Le président du tribunal administratif a désigné M. A en application de l'article L. 511-2 du code de justice administrative.
Les parties ont été régulièrement averties du jour de l'audience.
Au cours de l'audience publique qui s'est tenue le 9 janvier 2023 en présence de Mme Lelong, greffière, M. A a lu son rapport et entendu :
- les observations de Me Dandon pour la SAS Traforex,
- et de Me Keravel pour SNCF Réseau.
Au vu des débats, les parties ont été informées, au cours de l'audience, que la clôture de l'instruction était différée au 13 janvier 2023 à 18 heures.
Au vu des mêmes débats, le juge des référés a demandé aux parties de lui transmettre tout élément de nature à justifier le niveau des prix proposés par les candidats et, en particulier les bordereaux de prix unitaires, en précisant que les éléments protégés par le secret des affaires pourront être transmis dans une version confidentielle soustraite du contradictoire.

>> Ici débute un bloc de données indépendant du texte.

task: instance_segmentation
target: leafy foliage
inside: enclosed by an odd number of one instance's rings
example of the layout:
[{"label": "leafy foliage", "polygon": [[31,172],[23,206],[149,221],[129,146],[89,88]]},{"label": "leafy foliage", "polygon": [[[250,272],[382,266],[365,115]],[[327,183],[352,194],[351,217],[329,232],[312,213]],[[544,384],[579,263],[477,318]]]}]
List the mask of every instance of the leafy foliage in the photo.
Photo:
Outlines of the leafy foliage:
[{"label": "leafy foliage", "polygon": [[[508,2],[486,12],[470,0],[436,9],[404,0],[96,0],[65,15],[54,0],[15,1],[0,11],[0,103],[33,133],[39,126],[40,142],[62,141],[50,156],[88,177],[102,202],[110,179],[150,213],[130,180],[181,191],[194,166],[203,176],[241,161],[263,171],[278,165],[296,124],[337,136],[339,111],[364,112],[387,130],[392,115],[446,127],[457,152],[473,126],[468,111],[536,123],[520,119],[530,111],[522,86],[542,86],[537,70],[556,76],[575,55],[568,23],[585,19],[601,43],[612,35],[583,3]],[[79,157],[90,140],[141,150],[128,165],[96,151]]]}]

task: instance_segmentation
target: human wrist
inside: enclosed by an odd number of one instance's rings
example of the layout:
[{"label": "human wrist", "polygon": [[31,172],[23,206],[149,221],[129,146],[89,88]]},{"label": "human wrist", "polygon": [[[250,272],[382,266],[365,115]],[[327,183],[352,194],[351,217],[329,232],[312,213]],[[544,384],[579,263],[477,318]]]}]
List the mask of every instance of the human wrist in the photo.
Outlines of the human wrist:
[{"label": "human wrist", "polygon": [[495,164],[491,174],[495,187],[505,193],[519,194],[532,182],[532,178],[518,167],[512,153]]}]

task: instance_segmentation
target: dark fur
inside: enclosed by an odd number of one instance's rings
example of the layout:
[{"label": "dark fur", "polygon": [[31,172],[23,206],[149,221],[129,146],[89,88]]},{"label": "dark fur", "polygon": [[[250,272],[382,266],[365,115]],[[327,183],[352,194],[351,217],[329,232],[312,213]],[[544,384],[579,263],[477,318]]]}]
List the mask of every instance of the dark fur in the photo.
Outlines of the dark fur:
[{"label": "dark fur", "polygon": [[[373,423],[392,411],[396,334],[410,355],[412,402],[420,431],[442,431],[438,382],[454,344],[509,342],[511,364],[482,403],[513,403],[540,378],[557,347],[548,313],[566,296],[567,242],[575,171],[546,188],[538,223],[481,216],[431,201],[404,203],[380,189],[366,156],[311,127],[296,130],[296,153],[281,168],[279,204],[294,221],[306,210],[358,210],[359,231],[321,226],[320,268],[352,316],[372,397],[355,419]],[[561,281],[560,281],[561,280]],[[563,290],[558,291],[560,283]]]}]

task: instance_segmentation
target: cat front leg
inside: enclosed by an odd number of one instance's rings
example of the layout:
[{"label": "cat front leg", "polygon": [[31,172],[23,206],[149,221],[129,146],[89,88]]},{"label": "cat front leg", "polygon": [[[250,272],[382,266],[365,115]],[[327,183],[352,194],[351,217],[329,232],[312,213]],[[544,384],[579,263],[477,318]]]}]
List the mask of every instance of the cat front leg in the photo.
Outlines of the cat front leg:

Le 11 février 2023, SNCF Réseau a produit un mémoire qui a été communiqué ainsi que des documents, listés dans ce mémoire, dans une version confidentielle soustraite du contradictoire.
Le 13 février 2023, la société Traforex a produit un mémoire qui a été communiqué ainsi que des documents, listés dans ce mémoire, dans une version confidentielle soustraite du contradictoire.
Considérant ce qui suit :
1. Le 8 avril 2022, SNCF Réseau a lancé une procédure négociée avec mise en concurrence préalable en vue de la passation d'un accord cadre à bons de commande, décomposés en 54 lots géographiques, ayant pour objet la " maîtrise de la végétation renouvellement Sud-Est Méditerranée ". La SAS Traforex a notamment présenté sa candidature pour l'attribution des lots LGV7-Laroche et LGV8-Avallon de cet accord cadre. Le 15 décembre 2022, SNCF Réseau a informé la SAS Traforex que ses offres étaient rejetées et que les lots LGV7-Laroche et LGV8-Avallon étaient respectivement attribués à un groupement ayant pour mandataire la société Bel Environnement (ci-après le groupement " Bel environnement ") et à un groupement ayant pour mandataire la société Azur Environnement (ci-après le groupement " Azur environnement "). La SAS Traforex demande au juge des référés de mettre en œuvre les pouvoirs dont il dispose en application des articles L. 551-1 à L. 551-7 du code de justice administrative.
Sur l'office du juge :
2. D'une part, le juge des référés, au regard des moyens soulevés et des débats à l'audience, a décidé, dans le cadre de son pouvoir d'instruction et selon une procédure, adaptée à l'urgence, inspirée de l'article R. 412-2-1 du code de justice administrative, de demander aux parties présentes à l'audience, qui se sont conformées à cette demande, tout élément de nature à justifier le niveau des prix proposés par les candidats.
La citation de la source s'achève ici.